Рыцарь - Смирнов Андрей. Страница 43

– Очень приятно... А мое имя вам, очевидно, известно? – задал я вопрос с подковыркой.

– Мне известны оба, – кивнул Иммануил.

– Ну-ка поясните, что происходит! – потребовал я. Отшельник ничего не ответил.

Я взбесился:

– Да кто ты, черт возьми, такой?

– По-моему, я уже назвал себя, – благодушно ответил мой собеседник.

Я помнил, что, когда начал валиться с лошади, меня что-то ударило... Может, я не умер? Тогда – что, крыша съехала? Я потер ладонями виски. Нет, с головой кажется все в порядке.

– Откуда вы знаете русский?

– Со всяким человеком я предпочитаю общаться на его собственном языке.

– Это не ответ.

– Нет. Это ответ.

Я вздохнул. Ссориться с этим загадочным дядькой мне почему-то не хотелось.
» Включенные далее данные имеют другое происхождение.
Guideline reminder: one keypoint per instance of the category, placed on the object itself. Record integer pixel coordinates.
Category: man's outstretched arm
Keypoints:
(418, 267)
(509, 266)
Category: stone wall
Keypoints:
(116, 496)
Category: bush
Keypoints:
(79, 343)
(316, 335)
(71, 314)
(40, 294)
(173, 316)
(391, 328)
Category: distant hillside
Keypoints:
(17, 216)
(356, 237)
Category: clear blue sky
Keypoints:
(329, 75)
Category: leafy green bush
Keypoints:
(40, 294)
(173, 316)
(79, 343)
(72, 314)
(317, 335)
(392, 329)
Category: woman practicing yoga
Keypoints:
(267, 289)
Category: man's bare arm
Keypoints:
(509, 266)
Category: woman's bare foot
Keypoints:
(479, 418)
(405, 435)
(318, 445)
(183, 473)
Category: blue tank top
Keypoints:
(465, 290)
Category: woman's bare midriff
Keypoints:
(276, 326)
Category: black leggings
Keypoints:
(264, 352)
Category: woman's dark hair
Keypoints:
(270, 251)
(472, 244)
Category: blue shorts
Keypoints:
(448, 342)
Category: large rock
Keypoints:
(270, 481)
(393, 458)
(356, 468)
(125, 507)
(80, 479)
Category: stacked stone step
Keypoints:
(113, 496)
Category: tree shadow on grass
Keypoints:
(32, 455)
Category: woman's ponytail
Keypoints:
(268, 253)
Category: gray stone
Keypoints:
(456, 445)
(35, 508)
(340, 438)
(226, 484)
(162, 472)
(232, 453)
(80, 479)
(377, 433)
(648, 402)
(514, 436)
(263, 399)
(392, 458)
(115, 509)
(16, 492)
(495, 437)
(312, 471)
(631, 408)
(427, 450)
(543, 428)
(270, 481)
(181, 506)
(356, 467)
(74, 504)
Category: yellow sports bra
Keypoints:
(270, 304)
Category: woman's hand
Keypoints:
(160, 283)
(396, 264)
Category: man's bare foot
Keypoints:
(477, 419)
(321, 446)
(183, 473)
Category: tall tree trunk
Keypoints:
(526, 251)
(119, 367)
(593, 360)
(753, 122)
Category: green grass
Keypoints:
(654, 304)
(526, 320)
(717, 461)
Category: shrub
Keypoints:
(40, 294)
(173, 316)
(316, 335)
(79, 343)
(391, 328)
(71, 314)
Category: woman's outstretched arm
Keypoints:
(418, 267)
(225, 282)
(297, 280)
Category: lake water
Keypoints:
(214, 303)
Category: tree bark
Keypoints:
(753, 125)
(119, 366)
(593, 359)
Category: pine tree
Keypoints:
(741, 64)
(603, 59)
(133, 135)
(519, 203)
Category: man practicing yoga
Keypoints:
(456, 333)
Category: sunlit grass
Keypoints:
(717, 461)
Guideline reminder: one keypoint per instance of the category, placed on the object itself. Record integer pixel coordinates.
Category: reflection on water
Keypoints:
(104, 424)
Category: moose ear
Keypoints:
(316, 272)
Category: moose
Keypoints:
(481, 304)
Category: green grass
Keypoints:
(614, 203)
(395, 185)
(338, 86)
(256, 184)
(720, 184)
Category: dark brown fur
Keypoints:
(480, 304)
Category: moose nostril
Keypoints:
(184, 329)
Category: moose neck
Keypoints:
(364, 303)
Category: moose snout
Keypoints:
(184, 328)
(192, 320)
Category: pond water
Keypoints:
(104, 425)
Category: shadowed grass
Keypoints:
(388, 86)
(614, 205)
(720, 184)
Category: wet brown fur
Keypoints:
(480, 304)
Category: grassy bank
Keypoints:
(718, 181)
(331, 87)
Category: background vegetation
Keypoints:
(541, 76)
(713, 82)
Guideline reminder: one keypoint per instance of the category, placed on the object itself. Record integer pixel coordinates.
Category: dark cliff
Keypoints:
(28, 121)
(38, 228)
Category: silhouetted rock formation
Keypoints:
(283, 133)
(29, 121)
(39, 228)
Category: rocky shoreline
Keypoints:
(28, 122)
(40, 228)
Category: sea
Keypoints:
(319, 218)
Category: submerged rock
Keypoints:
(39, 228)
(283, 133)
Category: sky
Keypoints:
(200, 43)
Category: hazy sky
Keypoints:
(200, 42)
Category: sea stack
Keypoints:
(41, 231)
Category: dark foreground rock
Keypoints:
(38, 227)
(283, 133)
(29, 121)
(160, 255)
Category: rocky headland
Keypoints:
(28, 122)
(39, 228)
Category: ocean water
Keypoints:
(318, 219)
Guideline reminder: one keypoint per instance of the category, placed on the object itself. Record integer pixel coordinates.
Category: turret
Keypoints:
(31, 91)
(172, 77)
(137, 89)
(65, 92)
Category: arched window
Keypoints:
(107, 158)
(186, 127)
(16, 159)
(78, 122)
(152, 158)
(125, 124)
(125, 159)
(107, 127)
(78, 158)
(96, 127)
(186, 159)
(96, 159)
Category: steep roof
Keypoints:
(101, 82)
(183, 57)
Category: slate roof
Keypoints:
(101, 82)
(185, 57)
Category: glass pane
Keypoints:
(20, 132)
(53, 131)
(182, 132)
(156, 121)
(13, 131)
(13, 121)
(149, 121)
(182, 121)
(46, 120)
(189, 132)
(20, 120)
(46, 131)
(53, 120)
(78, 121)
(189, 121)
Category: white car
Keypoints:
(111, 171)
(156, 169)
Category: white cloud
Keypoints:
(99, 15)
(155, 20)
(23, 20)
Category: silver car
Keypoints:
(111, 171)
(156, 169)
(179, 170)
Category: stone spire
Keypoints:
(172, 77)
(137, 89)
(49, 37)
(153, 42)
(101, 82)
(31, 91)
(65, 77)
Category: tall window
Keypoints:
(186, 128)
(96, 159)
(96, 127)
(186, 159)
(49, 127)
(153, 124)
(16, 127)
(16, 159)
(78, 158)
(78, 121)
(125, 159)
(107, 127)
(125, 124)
– И сколько языков вы знаете?

– Все.

Вот так, Леня.

– И кто же вы такой, монах?

– Здесь меня зовут святым отшельником, – усмехнулся мой собеседник. – Тем не менее я не отшельник. И не святой.

Я подумал. Еще раз оглядел пещерку.

– Где я нахожусь?

– У меня в гостях.

– Да?.. И каким образом я здесь очутился?
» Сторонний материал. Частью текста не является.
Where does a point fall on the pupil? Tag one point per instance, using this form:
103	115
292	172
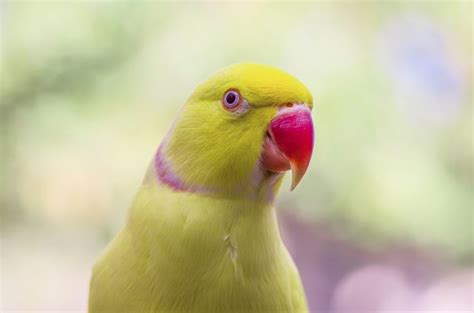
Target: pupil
231	98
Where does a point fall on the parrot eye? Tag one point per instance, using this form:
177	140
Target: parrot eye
231	100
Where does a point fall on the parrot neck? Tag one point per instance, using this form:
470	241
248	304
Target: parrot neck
262	185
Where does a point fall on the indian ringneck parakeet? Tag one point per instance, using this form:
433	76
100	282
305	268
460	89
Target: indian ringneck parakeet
202	233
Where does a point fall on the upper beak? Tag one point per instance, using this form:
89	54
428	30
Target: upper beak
292	132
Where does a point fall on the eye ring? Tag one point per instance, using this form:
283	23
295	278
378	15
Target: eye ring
231	100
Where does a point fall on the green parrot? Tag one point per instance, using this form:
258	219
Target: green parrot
202	234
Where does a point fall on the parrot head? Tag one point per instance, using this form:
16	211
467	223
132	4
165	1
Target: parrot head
238	133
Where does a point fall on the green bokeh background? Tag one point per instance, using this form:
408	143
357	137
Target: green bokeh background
89	89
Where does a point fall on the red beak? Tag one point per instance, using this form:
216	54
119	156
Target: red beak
289	144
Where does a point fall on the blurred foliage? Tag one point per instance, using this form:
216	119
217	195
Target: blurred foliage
89	89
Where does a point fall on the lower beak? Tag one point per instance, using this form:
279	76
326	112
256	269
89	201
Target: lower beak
289	144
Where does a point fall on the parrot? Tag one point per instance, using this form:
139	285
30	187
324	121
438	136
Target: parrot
201	234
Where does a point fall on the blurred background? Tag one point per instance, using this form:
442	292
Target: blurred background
383	221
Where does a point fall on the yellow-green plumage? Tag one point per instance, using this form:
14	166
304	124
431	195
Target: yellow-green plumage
217	249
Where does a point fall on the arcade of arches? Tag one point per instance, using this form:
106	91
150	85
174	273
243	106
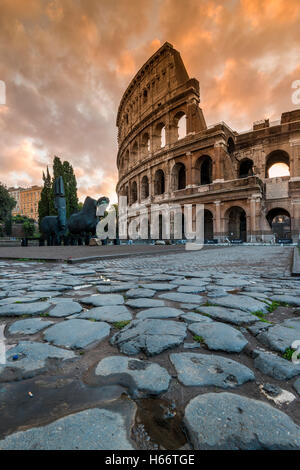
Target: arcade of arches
248	183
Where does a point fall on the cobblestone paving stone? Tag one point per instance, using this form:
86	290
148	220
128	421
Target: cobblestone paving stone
237	306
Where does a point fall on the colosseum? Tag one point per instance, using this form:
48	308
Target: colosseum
167	154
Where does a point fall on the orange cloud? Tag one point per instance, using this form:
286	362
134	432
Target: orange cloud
66	65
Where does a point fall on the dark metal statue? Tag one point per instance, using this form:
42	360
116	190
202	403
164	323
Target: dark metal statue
83	224
54	227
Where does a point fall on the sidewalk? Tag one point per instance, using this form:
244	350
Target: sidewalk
84	253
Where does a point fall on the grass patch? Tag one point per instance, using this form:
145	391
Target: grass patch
288	353
120	324
260	315
198	339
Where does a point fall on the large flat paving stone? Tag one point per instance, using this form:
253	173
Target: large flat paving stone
93	429
16	310
151	336
182	297
195	369
192	317
111	314
275	366
228	315
144	303
287	299
77	333
191	289
278	337
103	300
33	358
219	337
226	421
160	286
159	312
149	378
29	326
140	293
64	309
241	302
116	287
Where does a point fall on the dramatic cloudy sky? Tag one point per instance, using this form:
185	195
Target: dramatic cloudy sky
66	63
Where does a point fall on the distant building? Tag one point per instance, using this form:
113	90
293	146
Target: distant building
27	201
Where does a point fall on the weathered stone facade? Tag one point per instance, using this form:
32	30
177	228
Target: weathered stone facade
225	170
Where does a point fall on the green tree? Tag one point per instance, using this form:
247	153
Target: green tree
7	203
65	170
46	204
46	194
29	228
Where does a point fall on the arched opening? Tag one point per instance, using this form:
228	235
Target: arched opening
144	187
204	170
178	176
133	192
180	123
159	182
230	145
277	164
208	225
246	168
134	152
126	161
145	96
146	143
160	136
237	224
280	222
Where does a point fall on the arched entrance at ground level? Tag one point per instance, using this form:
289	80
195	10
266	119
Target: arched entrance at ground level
178	179
208	225
277	164
280	222
159	182
237	224
203	169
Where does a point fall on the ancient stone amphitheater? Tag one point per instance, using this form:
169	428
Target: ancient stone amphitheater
167	154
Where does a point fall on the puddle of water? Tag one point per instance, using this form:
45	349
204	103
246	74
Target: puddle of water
162	423
84	286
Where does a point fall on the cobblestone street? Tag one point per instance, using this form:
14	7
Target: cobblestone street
166	351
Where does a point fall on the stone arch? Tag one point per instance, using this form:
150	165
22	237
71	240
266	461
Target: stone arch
180	125
208	225
144	187
246	168
178	176
160	135
236	220
230	145
275	157
134	152
159	182
145	143
279	220
133	192
203	170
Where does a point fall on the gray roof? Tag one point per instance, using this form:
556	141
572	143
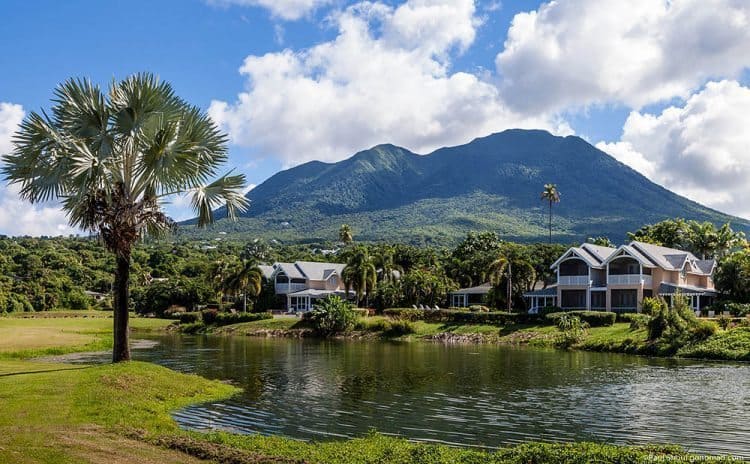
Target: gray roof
671	289
266	270
313	293
309	270
600	253
478	290
549	291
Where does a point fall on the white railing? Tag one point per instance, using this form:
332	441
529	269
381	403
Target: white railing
573	280
629	279
284	288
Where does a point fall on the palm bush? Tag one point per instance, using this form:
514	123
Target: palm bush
113	158
331	316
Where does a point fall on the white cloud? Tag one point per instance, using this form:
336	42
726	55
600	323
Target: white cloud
286	9
575	53
385	78
700	150
18	217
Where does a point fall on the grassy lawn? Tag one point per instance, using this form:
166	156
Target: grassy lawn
24	337
57	413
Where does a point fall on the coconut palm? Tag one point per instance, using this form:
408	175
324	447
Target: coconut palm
345	234
360	273
248	280
552	195
502	265
113	158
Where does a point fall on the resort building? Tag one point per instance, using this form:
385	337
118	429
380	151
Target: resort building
302	282
617	279
465	297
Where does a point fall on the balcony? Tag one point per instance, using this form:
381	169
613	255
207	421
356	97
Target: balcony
629	279
284	288
573	280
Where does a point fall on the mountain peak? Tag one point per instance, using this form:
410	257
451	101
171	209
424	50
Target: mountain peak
491	183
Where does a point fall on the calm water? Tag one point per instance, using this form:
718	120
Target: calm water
469	395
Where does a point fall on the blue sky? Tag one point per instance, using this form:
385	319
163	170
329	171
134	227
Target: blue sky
324	78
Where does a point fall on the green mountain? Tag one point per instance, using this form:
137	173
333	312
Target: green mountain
492	183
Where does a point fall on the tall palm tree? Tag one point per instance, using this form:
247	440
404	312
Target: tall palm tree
247	280
113	158
552	195
345	234
503	265
360	273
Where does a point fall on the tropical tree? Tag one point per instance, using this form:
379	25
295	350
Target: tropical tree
247	280
551	195
360	273
498	268
345	234
113	158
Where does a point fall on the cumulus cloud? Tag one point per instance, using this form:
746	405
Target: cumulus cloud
575	53
18	217
284	9
700	150
386	77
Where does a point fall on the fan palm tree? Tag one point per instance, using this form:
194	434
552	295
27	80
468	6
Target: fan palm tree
113	158
499	267
247	280
345	234
552	195
360	273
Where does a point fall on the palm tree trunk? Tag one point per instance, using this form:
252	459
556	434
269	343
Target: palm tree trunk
121	350
550	222
510	285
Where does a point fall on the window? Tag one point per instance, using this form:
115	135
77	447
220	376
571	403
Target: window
574	299
625	299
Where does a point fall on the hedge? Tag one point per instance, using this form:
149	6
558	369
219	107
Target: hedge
455	316
212	316
592	318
– Вас привезли люди, которых вы спасли от разбойника Луи... Кстати, повязку с бедра можете снять.

Я так и поступил. Бинты заскорузли от крови. Я начал осторожно их отдирать... Интересно, сколько я уже тут лежу?

– Вас привезли сегодня утром.

Я снова поглядел на господина «полиглота»... Я что, задал этот вопрос вслух?.. Да, наверное. Пробормотал себе под нос, а он и услышал.

– А где я все это время валялся? – поинтересовался я, продолжая разматывать повязки и гадая, сколько же времени прошло. – В Чертовом Бору, наверное?

– Ваше героическое сражение с Луи Каорским, – ответил Иммануил с едва заметной иронией, – состоялось не далее как вчера утром.

Чего?!.. Он что, рехнулся?..

Потом я посмотрел на собственную ногу и подумал, что если кто из нас и рехнулся, так это я. Я прекрасно помнил, что был ранен. Значит, сколько бы ни прошло времени, шрам-то должен был остаться!

Шрама не было.

Я ощупал ногу. Потом еще раз – голову.

Бред какой-то...

Господин Всезнайка между тем спокойно продолжал заниматься своими делами. Подкинул дров в огонь. Посолил воду. Достал с полки узелок с зернами. Растолок зерна в ступке.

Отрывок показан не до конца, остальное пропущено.